Männer retten Rollstuhlfahrerin (37) aus der Isar

München - Dem Einsatz dreier Männer verdankt eine Münchnerin (37) ihr Leben: Die Männer zogen die Rollstuhlfahrerin aus der Isar.

Der Vorfall ereignete sich laut Polizei bereits in der ersten Januarwoche: Am Dienstag, 5. Januar 2016, gegen 14.30 Uhr, war einem 49-jährigen Mann aus Schwabmünchen, der auf der Marienklausenbrücke stand, eine Frau im Isarkanal aufgefallen, die dort regungslos im Wasser trieb. 

Der 49-Jährige machte daraufhin sofort zwei Kanufahrer darauf aufmerksam, die er zufällig im Isarkanal sah und verständigte zugleich auch Polizei und Rettungskräfte. Die beiden 31- und 32-jährigen Kanufahrer konnten die 37-jährige Frau aus dem Wasser ziehen, wo der 49-jährige Schwabmünchner ebenfalls mithalf. 

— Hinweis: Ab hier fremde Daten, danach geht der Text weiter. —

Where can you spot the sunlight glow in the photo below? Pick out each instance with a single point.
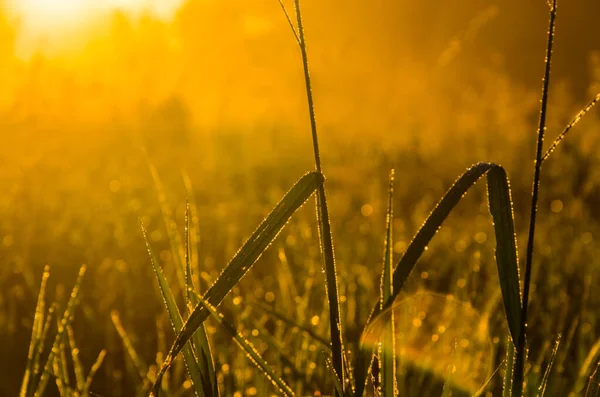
(45, 16)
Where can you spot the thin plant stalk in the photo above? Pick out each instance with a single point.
(520, 344)
(337, 346)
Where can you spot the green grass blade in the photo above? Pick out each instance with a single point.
(337, 345)
(509, 368)
(521, 341)
(326, 240)
(176, 320)
(36, 334)
(571, 124)
(189, 286)
(243, 261)
(413, 252)
(200, 339)
(546, 377)
(336, 378)
(93, 371)
(65, 321)
(593, 389)
(480, 391)
(38, 366)
(585, 368)
(388, 345)
(506, 255)
(77, 366)
(140, 366)
(250, 350)
(506, 248)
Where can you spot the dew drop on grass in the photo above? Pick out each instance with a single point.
(435, 333)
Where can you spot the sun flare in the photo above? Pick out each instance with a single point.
(46, 16)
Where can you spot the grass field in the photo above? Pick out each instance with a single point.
(76, 192)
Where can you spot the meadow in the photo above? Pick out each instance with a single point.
(77, 183)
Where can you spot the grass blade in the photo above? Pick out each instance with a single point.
(65, 321)
(90, 378)
(243, 261)
(176, 319)
(326, 240)
(336, 378)
(77, 366)
(250, 350)
(388, 345)
(593, 389)
(506, 248)
(36, 335)
(571, 124)
(544, 382)
(140, 366)
(509, 370)
(412, 254)
(200, 339)
(521, 340)
(585, 367)
(506, 255)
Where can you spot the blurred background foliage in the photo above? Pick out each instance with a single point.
(213, 91)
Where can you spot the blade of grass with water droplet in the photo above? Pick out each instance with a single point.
(336, 378)
(325, 237)
(509, 368)
(501, 210)
(200, 339)
(249, 349)
(77, 366)
(140, 366)
(93, 371)
(36, 335)
(388, 345)
(413, 252)
(243, 260)
(593, 389)
(65, 321)
(544, 382)
(506, 256)
(585, 368)
(176, 320)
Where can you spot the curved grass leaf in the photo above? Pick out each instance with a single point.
(506, 255)
(243, 261)
(336, 378)
(176, 319)
(36, 336)
(388, 346)
(250, 350)
(509, 369)
(506, 248)
(326, 240)
(593, 389)
(90, 378)
(200, 339)
(544, 382)
(585, 368)
(64, 323)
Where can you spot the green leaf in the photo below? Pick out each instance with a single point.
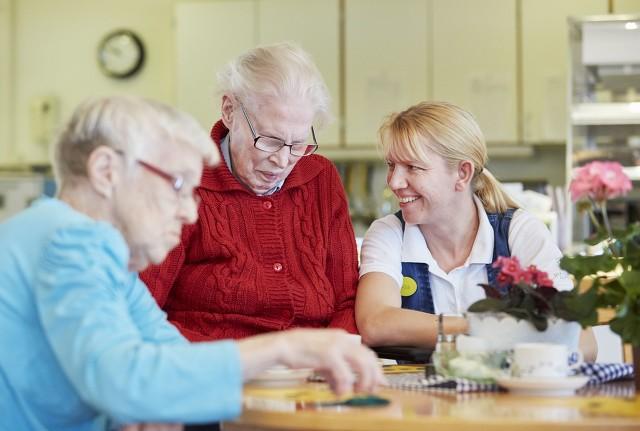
(578, 307)
(630, 280)
(583, 266)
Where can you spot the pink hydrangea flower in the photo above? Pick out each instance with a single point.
(599, 181)
(512, 273)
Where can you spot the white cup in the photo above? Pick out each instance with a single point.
(540, 360)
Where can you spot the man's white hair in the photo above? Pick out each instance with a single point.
(279, 72)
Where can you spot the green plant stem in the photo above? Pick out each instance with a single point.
(594, 220)
(605, 218)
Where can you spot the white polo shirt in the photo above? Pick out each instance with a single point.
(385, 248)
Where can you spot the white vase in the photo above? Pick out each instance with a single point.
(502, 331)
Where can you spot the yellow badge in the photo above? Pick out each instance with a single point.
(409, 286)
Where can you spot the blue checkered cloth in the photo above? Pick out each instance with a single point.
(598, 373)
(602, 373)
(437, 383)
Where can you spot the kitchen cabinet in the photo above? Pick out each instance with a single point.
(314, 24)
(474, 62)
(544, 53)
(6, 151)
(387, 63)
(626, 6)
(209, 35)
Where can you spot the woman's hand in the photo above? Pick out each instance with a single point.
(338, 356)
(152, 427)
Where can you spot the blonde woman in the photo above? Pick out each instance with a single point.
(455, 220)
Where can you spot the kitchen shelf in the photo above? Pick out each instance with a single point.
(594, 114)
(604, 108)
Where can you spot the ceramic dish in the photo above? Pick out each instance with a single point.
(538, 386)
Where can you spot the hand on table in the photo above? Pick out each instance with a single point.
(152, 427)
(337, 355)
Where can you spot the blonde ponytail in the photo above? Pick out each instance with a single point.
(494, 198)
(452, 133)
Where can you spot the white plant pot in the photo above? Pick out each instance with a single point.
(502, 331)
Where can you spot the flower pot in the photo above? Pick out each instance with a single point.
(503, 331)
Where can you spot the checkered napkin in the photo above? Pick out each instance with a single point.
(598, 373)
(417, 382)
(601, 373)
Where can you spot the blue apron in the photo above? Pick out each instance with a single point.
(416, 287)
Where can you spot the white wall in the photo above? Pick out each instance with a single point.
(55, 45)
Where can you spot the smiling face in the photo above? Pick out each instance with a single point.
(289, 121)
(427, 191)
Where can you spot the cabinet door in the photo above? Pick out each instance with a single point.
(6, 150)
(314, 24)
(208, 35)
(386, 63)
(475, 62)
(626, 6)
(545, 56)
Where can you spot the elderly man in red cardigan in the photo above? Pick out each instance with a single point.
(273, 247)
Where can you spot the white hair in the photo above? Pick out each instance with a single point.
(280, 72)
(125, 123)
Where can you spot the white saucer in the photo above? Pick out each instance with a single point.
(282, 377)
(543, 386)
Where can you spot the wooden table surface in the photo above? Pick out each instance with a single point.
(610, 406)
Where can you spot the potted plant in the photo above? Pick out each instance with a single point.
(612, 274)
(524, 306)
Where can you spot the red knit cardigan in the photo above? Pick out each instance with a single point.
(254, 264)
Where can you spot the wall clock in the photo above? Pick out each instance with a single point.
(121, 54)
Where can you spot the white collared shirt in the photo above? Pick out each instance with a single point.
(385, 248)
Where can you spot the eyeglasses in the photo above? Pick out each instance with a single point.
(176, 181)
(273, 145)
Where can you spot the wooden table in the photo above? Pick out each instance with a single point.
(608, 407)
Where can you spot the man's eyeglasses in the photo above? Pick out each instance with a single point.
(273, 145)
(176, 181)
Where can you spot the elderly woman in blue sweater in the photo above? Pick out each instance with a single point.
(82, 338)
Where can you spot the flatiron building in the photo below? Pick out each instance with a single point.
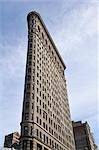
(46, 122)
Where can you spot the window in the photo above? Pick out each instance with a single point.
(29, 70)
(39, 147)
(40, 134)
(25, 130)
(37, 108)
(37, 119)
(37, 132)
(38, 28)
(40, 121)
(28, 77)
(24, 145)
(27, 105)
(26, 116)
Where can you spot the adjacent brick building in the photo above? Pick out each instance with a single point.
(83, 136)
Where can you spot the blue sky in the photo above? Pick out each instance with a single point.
(73, 27)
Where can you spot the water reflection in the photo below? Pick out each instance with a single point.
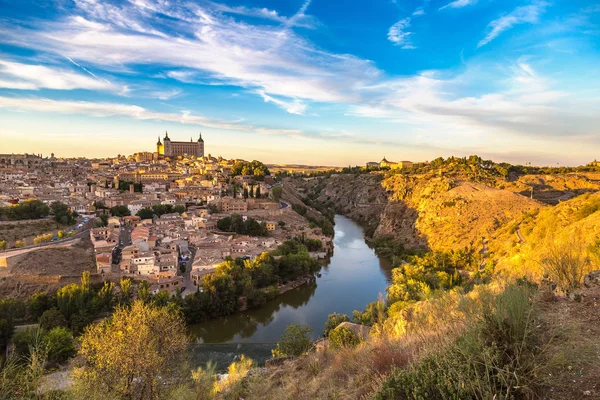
(353, 278)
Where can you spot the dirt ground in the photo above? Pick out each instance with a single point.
(58, 261)
(46, 270)
(27, 230)
(574, 350)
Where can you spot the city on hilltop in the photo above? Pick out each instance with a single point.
(155, 213)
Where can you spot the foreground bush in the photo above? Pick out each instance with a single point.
(497, 357)
(132, 355)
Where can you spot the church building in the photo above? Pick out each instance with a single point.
(168, 148)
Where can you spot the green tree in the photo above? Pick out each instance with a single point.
(295, 341)
(276, 193)
(333, 320)
(62, 213)
(134, 354)
(120, 211)
(343, 337)
(52, 318)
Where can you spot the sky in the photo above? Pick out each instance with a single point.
(304, 81)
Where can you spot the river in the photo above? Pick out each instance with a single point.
(353, 277)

Die eingetroffenen Einsatzkräfte eines Rettungsdienstes konnten die 37-jährige Frau vor Ort reanimieren. Im Anschluss wurde sie in ein Krankenhaus gebracht. Ca. 100 Meter flussaufwärts konnte dann ein elektrischer Rollstuhl mit einem Zettel, der den Namen der 37-Jährigen trug, aufgefunden werden. So konnte die Identität der Frau ermittelt werden und es stellte sich heraus, dass die Frau querschnittsgelähmt ist. Vermutlich ließ sich die 37-Jährige eigenständig in den Isarkanal rutschen, eine Fremdeinwirkung kann ausgeschlossen werden. 

Da die Frau eine Amnesie erlitten hatte, kann sie sich nicht mehr an den Vorfall erinnern und es kann auch nicht ermittelt werden, wie lange sie schon in der kalten Isar getrieben ist. Ausschließlich durch den vorbildlichen Einsatz ihrer Lebensretter konnte die Frau überleben.